Now that a new broadcast deal has been struck, New Zealand Rugby is focusing on its other most significant renewal project – the sale of the All Blacks front-of-jersey naming rights.
But the process of finding sponsors – new or existing – to purchase long-term rights to the All Blackskit from 2028 hit a road bump this week when the man leading the project, Yarnie Guthrie, unexpectedly resigned.
Guthrie is general manager commercial of New Zealand Rugby Commercial [NZRC] – the company that was set up in 2022 to house the game’s revenue generating assets – and ran point on the two deals this year that saw Toyota and United States insurer Gallagher replace Ineos on the All Blacks’ kit after the British petrochemical company quit its six-year commitment halfway through the agreement.
And while all three of the current kit sponsors have a further 28 months to run on their existing commitments, NZR is hoping to secure new agreements by the end of next year or early 2027.

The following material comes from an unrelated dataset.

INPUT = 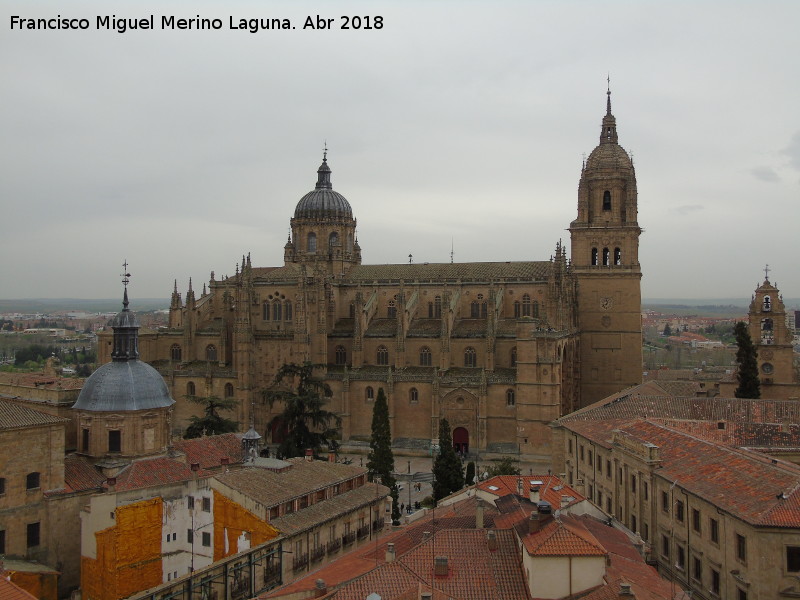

That may seem like ample time, but Guthrie will depart in December, and after he leaves, NZRC will have limited senior personnel because it has been operating without a dedicated chief executive since Craig Fenton parted ways with it last November.
All Blacks coach Scott Robertson with Beauden Barrett after defeat to Argentina. Photo / Photosport
NZR will soon begin the search for a new chief commercial officer – a role that will effectively replace the previous one of chief executive of NZRC – but may not have a candidate behind the desk before March next year, given the probable timeframe of first finding the candidate and then extracting them from their current role.
The search for Guthrie’s replacement is unlikely to begin until the CCO has been appointed, thus losing a considerable period in which to identify suitable partners with strong brand alignment, benchmark asset prices against other global sports brands, build relationships with key personnel and advance negotiations to near completion stage.
Silver Lake came on board promising to dramatically change NZR’s revenue profile, but the reality of the national body’s balance sheet is that nearly all its major income sources are locked into long-term agreements.
Opportunities to make material change in income flow only come up infrequently, and one of those was the new broadcast agreement reached last week for the 2026-2030 cycle, which – once the international components are finalised – is expected to produce only a modest lift on the circa $100 million NZR currently banks in media rights.
The existing contracts attached to the All Blacks kit are estimated to be worth around $70m a year in total, with French construction services company Altrad believed to be paying €24m a year ($50m) and Toyota and Gallagher about $10m a year each.
NZR is understood to be targeting a significant lift on the current value and hoping for $100m a year in naming rights – either sold entirely to one partner or split between two or three.
While a renewal agreement with Altrad has not been ruled out, the decision to replace Ineos with Toyota and Gallagher was a deliberate strategy to work with consumer brands and shift away from relationships with companies that operate only business-to-business.
It is also understood that NZR has a reduced appetite to partner with businesses that are majority-owned by one individual – Altrad is owned by French billionaire Mo Altrad – following the difficulties that arose working with Ineos’ billionaire owner, Sir Jim Ratcliffe.
The other deterrent working against a renewal with the construction services firm is that Mo Altrad was found guilty of bribery and corruption charges in 2022, which related to his acquisition of naming rights to the French national jersey.
But given how quickly NZR managed to find reputable replacement sponsors for Ineos, the evidence is strong that the All Blacks brand continues to hold global sway and is an attractive entity for offshore corporations.
Guthrie, who is leaving to take up a yet-to-be-determined role in Europe, believes his successor will have two key advantages in securing improved deals for 2028.
Firstly, the previous process was conducted during Covid, when New Zealand was locked down, making it difficult to build relationships and advance discussions with potential partners.
And secondly, NZR has now invested in its own content hub – NZR+ – which is generating a wider audience for rugby content and creating a more compelling data set to be put in front of prospective sponsors about their likely level of exposure.
“We outperformed expectations last time by running a really wide and robust process and talking to a lot of brands and arriving at a half dozen in the final stages that were serious contenders,” says Guthrie.
“[It is] always a priority looking to partner with world-leading and desirable brands. About 70% of the sponsorship market is actually B-to-C brands [business to consumer], and in a global sense that has probably been a challenge for us because in the past, rugby doesn’t generate enough eyeballs compared with our big competitor set, which is football and Formula One.
“The creation of our content platform and digital channels to create those eyeballs for ourselves is exactly why we think we will be in a better place to attract more consumer brands.”